In place of generic "dance dance dance" or "love me, love me" lyrics, there was a plotline, and a look of 40s retro, and lyrics seasoned with wit and style - this was radio's "theatre of the mind" crossed with old-fashioned Hollywood musicals.
"Cherchez La Femme" (1976) was the Top 40 hit; it had the required disco thump, but they employed a cool latin variant (not far removed from the intro to McCoy's "The Hustle"). Plus big band arrangements, tastefully done - not some cheesy grafting of Glenn Miller with a four-on-the-floor kick drum, as some producers had belched onto the market. Daye's voice floated above the mix like an angel with a gardenia in her hair.

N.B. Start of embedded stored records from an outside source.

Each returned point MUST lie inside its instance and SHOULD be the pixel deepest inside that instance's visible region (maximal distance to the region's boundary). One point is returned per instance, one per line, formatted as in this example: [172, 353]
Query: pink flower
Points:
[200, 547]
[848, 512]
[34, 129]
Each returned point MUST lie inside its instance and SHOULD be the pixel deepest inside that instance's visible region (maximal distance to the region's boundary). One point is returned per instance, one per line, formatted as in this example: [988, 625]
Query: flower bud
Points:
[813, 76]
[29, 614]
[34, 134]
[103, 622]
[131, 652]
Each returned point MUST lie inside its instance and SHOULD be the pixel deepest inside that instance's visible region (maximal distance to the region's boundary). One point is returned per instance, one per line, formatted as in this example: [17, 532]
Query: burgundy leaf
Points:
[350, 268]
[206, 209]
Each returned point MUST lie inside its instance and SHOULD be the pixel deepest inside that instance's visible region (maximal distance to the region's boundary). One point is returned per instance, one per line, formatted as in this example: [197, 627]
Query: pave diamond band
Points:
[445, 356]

But Darnell and company were still caught between a rock and a hard place. The disco audience just wanted to dance - notions of subtlety and concept albums be damned. And the genre was suffering a backlash in the general
public. Plus it was still a faceless music - "disco band" was an oxymoron, for the most part. So the Savannah Band edged their way out of disco, then went on hiatus; Darnell and Hernandez (renamed "Coati Mundi") formed Kid Creole and the Coconuts, grafting a downtown-NYC vibe to the concept. When Creole took off, at least with the critics, the OSB comeback/reunion was put on hold.
Daye had a small solo hit with "Pow Wow"; she and Browder would later become, on occasion, floating members of the Creole troupe.